The Bush Foundation’s seventh cohort of Native Nation Rebuilders met for the first time in Prior Lake, MN. The 22 tribal citizens share a passion for learning about governance and other nation-building practices. Over the next two years they will share strategies and insights to make a brighter future for Native people across the region.
“The program showcases some of the highest impact investments we’ve ever made. When we talk about how the Foundation supports great ideas and the people who power them, I think of Rebuilders as perfect examples and expressions,” said President Jennifer Ford Reedy.
The new cohort includes representatives from education, law enforcement, health care and economic development. “This year’s Rebuilders bring a wide range of experiences, relationships and vision to the cohort,” said Jaime Pinkham, Vice President for Native Nations. “We're excited to see how the program can encourage each of them to create even stronger networks and deepen leadership skills.”
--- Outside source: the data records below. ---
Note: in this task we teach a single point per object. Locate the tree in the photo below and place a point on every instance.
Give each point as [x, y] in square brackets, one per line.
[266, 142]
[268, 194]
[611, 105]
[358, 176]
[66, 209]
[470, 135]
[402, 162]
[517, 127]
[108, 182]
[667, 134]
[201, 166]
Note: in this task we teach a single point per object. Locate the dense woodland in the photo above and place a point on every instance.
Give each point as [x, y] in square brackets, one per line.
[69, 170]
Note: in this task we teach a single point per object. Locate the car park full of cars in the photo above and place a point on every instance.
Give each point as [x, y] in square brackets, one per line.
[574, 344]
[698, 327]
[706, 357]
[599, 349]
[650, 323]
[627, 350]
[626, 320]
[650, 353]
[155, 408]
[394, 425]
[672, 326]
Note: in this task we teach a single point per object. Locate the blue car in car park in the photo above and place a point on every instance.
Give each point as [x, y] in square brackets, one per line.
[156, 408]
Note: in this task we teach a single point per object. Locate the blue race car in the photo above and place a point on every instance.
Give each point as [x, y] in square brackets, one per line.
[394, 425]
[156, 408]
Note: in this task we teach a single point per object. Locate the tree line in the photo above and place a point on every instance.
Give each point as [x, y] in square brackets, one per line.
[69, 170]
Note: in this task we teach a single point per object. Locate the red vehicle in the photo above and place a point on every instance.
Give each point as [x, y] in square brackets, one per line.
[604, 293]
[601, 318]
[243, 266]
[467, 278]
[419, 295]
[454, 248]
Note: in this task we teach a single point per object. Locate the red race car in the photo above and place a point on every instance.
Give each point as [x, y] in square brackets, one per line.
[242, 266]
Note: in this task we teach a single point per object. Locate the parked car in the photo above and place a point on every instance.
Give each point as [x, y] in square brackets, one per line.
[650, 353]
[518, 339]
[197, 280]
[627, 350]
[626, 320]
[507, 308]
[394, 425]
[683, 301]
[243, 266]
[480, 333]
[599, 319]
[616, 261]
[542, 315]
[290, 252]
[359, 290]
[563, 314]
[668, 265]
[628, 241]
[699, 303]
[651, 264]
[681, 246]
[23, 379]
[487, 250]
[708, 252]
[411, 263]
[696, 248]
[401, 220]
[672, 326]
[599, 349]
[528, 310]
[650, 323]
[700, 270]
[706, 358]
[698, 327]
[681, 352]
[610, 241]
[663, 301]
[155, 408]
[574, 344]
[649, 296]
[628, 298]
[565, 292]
Rebuilders represent ten distinct nations and are committed to advancing change for their nations and people. “I have always been a believer in gaining more knowledge and using it to pay it forward," said cohort member Melissa Bowstring (Leech Lake Band of Ojibwe). "I hope to inspire and support others to succeed in life.”
The Foundation created the Native Nation Rebuilders Program in 2010 after elected tribal leaders from the 23 Native nations that share geography with Minnesota, North Dakota and South Dakota called for committed community leaders to help with nation-building work. Since it launched, the program has selected 128 Rebuilders from 20 Native nations in the region.